Well I just thought I would come on here and update - It is official lol he gave me squat .. not a card not flowers nothing from him OR my daughter's behalf ....I got myself some stuff though haha and my baby girl gave me lots of kisses today almost as though she knew so that was my gift from her - but he didn't know I got kisses ..and he sent me a TEXT saying happy mothers day which mind you 25 other people did for me too - friends ex boyfriends you name it .. they all wished me a happy mothers day ... I guess I expected him to do something more then everyone else did being as how this is my first mothers day with violet ..he and I are supposedly dating and I am the mother of HIS child.. he is so pathetic .. I will be breaking off with him real soon cause to be honest it's not the gift .. it is the thought that matters to me and if he can't even get me a card or something more then a text then I can't be with him I refuse to be in a relationship with someone who is that insensitive I am sure for another woman it would be ok but for me I have some sort of standards and I feel I deserve to be treated a certain way and if asking for a card on mothers day is too much then screw that I will stay single. LORD knows I always get him stuff and think of him .. ugh .. so disappointing. Ok thanks for listing to my rant haha

 

Sprinkles - May 10

haha I called him on it and now according to him he got me something he just 'forgot' it and said he will give it to me tomorrow haha right ... whatever ! LOL

 

micsmms3 - May 11

Poor you, how dissapointing, I thought after that conversation about his mom- that he would get you something.
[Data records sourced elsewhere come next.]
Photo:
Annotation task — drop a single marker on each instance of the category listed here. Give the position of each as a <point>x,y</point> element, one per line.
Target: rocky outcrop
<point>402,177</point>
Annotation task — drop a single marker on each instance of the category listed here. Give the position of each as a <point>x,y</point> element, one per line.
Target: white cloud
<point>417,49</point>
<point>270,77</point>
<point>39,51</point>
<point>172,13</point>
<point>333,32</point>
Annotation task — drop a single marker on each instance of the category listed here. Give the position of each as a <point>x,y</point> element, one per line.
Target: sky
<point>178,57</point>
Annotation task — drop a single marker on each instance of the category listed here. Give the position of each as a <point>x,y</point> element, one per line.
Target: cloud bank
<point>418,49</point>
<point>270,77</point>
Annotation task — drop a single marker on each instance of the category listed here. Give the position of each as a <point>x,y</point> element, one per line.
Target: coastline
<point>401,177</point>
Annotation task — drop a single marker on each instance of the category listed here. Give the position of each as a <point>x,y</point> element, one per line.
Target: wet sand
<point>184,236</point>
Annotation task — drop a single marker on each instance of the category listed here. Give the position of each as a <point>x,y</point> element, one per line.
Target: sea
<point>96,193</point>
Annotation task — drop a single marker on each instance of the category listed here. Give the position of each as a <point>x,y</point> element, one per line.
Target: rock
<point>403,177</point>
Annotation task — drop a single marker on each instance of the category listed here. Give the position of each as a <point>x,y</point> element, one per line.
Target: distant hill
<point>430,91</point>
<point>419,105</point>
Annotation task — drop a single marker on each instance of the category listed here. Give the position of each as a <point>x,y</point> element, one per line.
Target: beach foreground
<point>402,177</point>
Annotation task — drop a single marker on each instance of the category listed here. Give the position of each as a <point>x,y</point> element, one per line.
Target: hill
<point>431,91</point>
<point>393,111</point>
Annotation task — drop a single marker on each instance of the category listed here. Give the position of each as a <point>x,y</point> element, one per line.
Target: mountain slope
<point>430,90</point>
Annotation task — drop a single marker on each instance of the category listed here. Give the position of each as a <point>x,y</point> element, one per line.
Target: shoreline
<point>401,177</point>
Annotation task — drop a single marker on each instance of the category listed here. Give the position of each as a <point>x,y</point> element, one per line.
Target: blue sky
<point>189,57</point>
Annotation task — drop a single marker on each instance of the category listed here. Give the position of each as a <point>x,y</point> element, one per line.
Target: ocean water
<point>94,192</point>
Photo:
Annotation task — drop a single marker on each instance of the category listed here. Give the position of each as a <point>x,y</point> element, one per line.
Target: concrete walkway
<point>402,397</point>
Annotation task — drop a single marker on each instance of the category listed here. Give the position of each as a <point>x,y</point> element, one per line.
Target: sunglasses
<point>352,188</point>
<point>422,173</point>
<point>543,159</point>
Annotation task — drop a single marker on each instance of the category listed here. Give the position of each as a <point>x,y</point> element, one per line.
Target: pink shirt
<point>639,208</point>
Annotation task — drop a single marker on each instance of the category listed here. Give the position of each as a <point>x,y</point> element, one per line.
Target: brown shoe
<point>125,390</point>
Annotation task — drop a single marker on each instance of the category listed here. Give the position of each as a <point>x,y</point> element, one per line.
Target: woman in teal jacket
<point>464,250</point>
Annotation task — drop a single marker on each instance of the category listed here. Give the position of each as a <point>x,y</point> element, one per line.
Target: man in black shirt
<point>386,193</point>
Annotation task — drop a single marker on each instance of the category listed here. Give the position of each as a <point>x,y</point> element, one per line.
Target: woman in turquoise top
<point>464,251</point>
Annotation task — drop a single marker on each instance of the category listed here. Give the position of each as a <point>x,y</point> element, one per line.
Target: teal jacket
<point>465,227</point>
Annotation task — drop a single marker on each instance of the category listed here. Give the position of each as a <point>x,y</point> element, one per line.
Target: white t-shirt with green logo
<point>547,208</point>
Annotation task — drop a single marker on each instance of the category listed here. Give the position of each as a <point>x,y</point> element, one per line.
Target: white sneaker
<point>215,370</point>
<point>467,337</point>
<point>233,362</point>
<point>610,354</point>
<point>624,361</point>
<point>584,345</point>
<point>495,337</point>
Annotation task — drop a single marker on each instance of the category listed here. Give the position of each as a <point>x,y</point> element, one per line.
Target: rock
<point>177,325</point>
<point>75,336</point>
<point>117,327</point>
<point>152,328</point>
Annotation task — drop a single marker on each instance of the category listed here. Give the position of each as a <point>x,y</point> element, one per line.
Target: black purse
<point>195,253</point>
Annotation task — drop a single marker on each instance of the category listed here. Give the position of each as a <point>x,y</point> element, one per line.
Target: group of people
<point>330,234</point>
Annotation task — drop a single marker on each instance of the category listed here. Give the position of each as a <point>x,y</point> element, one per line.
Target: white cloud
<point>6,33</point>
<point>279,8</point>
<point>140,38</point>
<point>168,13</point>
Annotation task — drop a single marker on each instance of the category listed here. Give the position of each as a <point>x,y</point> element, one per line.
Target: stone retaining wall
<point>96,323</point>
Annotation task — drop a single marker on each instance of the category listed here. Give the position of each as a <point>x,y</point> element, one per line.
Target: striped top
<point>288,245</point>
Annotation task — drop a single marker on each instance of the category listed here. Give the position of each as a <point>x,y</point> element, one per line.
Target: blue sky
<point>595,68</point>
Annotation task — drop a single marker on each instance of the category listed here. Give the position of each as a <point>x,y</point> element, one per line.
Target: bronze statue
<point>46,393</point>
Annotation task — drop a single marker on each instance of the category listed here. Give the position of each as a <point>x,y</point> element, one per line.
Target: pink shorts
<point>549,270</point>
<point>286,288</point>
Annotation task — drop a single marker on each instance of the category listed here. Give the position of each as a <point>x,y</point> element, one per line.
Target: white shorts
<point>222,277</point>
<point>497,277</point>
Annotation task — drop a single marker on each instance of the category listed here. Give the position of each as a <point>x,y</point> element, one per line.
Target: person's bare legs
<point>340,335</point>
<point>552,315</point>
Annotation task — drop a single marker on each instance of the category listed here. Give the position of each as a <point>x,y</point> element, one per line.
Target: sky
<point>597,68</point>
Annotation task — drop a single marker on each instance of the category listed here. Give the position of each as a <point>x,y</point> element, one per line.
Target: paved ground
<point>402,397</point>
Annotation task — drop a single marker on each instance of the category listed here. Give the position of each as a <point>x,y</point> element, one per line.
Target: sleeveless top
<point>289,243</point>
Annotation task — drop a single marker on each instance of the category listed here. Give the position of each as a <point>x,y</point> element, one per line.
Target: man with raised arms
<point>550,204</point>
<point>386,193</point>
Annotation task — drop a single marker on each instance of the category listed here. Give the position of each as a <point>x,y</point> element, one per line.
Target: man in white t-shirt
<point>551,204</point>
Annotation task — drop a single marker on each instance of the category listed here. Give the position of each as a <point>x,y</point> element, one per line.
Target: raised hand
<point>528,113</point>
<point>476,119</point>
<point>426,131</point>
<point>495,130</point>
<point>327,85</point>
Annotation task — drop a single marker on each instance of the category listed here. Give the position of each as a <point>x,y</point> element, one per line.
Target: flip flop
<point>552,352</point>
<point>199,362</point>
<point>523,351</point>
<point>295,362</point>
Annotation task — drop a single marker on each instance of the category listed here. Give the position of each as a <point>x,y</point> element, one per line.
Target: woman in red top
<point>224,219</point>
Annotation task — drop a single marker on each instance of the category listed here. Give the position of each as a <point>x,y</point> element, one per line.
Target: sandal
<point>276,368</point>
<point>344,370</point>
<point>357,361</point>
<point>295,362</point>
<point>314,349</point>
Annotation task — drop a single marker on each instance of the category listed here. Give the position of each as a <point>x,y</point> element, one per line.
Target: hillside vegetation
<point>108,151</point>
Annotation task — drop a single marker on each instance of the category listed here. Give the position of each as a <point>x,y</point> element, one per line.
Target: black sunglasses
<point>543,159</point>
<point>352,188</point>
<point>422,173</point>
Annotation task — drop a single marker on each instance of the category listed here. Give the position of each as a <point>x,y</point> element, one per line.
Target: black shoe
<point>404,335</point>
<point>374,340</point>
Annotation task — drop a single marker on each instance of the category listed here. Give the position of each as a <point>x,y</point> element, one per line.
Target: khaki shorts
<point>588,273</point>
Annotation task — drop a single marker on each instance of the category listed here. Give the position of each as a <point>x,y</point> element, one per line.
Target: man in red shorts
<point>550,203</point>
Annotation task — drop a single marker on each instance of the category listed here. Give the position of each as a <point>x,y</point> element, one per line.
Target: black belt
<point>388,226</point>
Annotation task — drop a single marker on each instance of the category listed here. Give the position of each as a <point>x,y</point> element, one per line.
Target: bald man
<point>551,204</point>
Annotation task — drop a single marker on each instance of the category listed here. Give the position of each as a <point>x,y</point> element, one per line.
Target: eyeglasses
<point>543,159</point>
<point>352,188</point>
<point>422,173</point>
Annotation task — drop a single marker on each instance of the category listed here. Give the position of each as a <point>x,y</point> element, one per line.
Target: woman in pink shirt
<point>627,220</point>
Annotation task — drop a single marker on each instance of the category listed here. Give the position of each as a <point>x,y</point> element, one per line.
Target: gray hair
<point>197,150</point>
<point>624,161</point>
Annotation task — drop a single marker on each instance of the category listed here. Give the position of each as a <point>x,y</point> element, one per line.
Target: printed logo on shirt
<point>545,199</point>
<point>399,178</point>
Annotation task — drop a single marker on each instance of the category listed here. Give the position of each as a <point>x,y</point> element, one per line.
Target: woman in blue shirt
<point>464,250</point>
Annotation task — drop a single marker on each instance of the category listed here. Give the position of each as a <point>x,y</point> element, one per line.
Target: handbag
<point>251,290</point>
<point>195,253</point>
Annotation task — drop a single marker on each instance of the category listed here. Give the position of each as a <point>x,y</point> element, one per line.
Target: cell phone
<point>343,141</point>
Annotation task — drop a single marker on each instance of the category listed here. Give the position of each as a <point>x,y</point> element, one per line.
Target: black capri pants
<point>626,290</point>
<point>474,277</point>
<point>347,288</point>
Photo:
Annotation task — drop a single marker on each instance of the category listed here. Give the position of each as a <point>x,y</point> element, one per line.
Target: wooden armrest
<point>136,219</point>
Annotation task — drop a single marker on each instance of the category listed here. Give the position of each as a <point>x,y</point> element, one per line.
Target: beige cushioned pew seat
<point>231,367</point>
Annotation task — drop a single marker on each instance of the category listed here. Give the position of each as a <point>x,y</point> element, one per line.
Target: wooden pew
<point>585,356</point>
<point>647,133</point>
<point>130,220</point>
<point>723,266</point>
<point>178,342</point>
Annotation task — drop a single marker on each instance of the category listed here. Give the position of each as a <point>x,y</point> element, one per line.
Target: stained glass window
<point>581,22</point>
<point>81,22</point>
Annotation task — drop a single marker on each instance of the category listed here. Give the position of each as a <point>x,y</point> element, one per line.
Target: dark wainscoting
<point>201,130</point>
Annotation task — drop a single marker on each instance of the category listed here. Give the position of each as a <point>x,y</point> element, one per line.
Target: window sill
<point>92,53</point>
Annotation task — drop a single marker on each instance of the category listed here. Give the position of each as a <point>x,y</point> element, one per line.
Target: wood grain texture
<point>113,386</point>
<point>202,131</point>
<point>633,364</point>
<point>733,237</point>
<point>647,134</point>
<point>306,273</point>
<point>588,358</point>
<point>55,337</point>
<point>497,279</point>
Mine gave me flowers and a card from he and our dd. I guess he met my expectation? I try to keep my expectations low for his sake. I had a few hopes of him doing something around the house for me, like giving the dogs a bath or finally hanging the towel bar and tp holder... ( I have the tools to do it with in the bathroom (hint hint!!!!!!).

 

Sprinkles - May 12

haha aww yeah they just don't get it sometimes - He tells me I am soooo hard to shop for but I'm not ..all he has to do is pay attention kind of like I DO ! O well it is what it is I guess .. My Mothers day was a great one though after all.